Apple’s executives took a pay cut due to the company missing its 2016 economic goals, and the tech conglomerate’s Mac market share is taking a hit as well. Shares of Apple’s personal computer market fell to a five-year low last month, according to a report from Computerworld.
Analytics vendor Net Applications shows that Apple’s macOS powered “just 6.1% of all personal computers last month, down from 7% a year ago and a peak of 9.6% as recently as April 2016.”
Meanwhile, the Mac’s 6.1 percent user share in December clocked by Net Applications was the lowest since August 2011. Computerworld also makes this distinction: user share does not equal sales. It notes: “The former resembles the installed base more than anything — but Apple’s own data fits the view of a shrinking Mac. In October, the company reported sales of 4.9 million Macs for the September quarter.” This marks a 14 percent year-over-year decline and the fourth consecutive quarterly downturn.
Apple’s sales slump in the past year has been more pronounced than for the PC industry as a whole, according to prominent industry researchers like IDC and Gartner.
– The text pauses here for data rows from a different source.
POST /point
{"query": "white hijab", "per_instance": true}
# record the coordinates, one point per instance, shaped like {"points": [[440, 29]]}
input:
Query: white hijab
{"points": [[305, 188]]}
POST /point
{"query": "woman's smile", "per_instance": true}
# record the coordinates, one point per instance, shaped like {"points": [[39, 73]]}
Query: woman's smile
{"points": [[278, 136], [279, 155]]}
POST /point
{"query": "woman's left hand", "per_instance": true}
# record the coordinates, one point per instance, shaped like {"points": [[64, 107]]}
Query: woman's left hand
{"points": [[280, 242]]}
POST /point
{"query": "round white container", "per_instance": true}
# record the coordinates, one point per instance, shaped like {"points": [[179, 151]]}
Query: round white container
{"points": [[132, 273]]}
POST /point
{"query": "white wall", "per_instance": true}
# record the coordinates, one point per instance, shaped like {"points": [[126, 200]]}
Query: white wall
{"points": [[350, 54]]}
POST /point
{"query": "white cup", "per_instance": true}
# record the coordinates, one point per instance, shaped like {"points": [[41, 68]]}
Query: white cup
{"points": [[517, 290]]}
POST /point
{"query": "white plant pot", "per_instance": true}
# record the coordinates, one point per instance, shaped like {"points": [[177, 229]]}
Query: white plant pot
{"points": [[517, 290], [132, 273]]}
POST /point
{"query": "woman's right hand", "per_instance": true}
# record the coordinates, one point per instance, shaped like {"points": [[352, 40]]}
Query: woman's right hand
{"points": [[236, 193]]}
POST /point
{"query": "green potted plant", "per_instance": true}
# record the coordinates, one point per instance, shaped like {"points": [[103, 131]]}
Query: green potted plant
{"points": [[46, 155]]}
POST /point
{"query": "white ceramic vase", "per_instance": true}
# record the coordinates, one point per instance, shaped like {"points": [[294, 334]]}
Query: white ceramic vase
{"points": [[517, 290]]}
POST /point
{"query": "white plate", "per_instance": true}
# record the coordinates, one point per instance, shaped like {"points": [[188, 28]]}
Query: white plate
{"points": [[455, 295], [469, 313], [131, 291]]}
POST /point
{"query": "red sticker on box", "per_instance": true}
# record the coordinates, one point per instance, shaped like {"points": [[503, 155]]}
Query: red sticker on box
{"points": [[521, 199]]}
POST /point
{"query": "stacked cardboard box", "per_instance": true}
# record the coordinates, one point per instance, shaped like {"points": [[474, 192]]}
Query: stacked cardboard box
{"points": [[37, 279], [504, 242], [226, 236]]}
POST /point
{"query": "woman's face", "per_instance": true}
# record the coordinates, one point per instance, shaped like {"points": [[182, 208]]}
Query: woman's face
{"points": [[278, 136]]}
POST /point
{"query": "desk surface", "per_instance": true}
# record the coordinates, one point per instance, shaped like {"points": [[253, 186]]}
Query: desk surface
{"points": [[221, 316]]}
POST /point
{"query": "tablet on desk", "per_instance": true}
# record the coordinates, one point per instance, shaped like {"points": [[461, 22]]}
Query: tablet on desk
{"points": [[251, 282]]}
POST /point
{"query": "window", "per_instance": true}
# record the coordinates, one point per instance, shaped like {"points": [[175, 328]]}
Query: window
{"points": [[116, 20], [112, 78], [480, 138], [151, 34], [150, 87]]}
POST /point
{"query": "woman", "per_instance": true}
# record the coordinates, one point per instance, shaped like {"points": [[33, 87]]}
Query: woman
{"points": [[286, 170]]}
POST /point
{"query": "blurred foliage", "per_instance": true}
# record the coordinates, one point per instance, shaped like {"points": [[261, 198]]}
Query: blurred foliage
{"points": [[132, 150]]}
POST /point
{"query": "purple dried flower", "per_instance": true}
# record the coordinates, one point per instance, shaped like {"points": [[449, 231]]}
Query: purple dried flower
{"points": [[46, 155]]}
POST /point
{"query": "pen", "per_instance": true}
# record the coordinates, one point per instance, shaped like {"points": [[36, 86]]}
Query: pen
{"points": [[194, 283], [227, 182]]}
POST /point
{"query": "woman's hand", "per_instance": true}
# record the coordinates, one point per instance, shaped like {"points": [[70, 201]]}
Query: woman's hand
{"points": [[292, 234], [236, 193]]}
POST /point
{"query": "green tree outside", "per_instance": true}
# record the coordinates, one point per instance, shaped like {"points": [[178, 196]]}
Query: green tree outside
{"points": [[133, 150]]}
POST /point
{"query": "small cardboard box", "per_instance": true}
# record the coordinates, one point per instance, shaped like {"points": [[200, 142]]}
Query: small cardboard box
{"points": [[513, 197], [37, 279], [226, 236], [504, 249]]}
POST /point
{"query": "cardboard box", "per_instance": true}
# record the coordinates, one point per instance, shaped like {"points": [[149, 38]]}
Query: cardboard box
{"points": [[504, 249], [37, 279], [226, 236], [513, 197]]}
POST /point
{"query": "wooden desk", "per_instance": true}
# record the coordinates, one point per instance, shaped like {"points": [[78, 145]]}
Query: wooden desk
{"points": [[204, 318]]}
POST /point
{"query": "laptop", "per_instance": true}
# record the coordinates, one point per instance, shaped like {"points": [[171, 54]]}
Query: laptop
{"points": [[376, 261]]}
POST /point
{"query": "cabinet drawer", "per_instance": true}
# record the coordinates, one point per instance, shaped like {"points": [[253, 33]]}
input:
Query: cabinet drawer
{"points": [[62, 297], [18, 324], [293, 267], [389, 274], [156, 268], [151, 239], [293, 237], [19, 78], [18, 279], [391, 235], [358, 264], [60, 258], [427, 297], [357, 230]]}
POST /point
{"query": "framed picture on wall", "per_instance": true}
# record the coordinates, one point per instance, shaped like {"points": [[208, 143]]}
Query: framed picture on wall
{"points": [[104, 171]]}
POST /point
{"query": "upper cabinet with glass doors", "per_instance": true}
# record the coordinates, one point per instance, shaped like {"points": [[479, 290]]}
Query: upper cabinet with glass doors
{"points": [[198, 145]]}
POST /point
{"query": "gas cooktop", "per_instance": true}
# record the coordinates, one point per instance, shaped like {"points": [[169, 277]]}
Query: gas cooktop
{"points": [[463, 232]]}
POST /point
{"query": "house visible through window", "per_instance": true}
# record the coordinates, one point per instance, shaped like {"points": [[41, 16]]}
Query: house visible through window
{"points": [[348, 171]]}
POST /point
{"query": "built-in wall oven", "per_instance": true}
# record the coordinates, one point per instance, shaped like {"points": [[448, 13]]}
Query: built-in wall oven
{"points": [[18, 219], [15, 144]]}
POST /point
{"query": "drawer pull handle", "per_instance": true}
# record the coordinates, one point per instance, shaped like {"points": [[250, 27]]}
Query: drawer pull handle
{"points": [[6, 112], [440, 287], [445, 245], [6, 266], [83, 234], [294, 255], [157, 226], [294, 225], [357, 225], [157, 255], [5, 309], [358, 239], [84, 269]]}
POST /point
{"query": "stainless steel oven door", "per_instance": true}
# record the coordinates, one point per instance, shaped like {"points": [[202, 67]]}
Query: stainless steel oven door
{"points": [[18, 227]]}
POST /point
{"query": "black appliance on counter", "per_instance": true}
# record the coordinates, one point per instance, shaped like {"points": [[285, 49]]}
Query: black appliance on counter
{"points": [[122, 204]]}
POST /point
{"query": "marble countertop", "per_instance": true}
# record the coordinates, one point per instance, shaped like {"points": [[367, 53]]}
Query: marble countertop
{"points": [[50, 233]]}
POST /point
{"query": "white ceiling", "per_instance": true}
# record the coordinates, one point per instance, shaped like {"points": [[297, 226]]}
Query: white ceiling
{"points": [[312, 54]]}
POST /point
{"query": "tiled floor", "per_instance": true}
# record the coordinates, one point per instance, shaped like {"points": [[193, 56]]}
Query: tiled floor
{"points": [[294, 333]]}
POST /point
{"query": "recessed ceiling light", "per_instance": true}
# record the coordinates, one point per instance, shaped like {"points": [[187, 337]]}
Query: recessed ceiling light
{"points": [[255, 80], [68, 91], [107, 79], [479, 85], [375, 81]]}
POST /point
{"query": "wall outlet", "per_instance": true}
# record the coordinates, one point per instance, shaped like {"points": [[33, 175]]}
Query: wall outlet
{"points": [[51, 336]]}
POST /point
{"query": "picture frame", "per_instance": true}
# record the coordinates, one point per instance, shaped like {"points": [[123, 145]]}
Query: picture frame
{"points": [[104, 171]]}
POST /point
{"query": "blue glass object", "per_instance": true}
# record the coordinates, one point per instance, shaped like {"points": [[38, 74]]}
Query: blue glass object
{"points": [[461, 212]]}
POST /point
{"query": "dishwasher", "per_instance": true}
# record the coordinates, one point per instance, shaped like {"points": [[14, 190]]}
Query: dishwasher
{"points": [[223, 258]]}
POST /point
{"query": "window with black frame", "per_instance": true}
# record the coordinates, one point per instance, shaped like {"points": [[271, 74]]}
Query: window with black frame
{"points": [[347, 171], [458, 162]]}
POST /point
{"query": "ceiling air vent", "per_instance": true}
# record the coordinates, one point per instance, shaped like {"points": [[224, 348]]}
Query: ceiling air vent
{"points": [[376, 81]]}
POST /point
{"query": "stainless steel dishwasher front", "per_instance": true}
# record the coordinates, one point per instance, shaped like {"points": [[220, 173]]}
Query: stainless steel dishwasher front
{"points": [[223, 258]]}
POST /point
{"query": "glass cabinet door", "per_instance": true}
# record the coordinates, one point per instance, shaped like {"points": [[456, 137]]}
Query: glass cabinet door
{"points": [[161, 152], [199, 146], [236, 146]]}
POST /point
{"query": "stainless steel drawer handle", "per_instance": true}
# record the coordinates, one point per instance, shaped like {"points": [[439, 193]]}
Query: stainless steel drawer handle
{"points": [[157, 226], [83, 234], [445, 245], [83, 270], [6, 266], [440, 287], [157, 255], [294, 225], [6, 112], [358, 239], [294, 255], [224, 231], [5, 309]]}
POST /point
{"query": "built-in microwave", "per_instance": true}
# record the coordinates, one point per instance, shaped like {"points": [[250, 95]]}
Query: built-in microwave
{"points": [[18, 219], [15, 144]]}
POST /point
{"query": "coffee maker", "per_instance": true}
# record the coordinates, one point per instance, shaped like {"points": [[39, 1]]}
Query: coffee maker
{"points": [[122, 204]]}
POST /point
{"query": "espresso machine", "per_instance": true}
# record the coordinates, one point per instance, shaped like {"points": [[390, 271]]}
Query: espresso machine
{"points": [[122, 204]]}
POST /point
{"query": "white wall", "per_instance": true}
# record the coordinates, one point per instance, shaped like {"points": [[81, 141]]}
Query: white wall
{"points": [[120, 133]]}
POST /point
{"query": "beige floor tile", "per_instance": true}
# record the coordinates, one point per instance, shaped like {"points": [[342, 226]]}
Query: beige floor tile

That is a big change from many previous quarters, when the Mac growth rate consistently topped the industry average. Apple was also aided by the fact that for most of that time period, Microsoft was experiencing some difficulties establishing new operating systems such as Windows 8. They seem to have found more acceptance with Windows 10, which is good news for Redmond, but not for Cupertino.
CW reports that as the Mac slump became evident, rivals such as Windows and Linx were the beneficiaries, though of meager amounts, each picking up about half a percentage point in the last year. Linux is now up to a 2.2 percent user share according to Net Applications.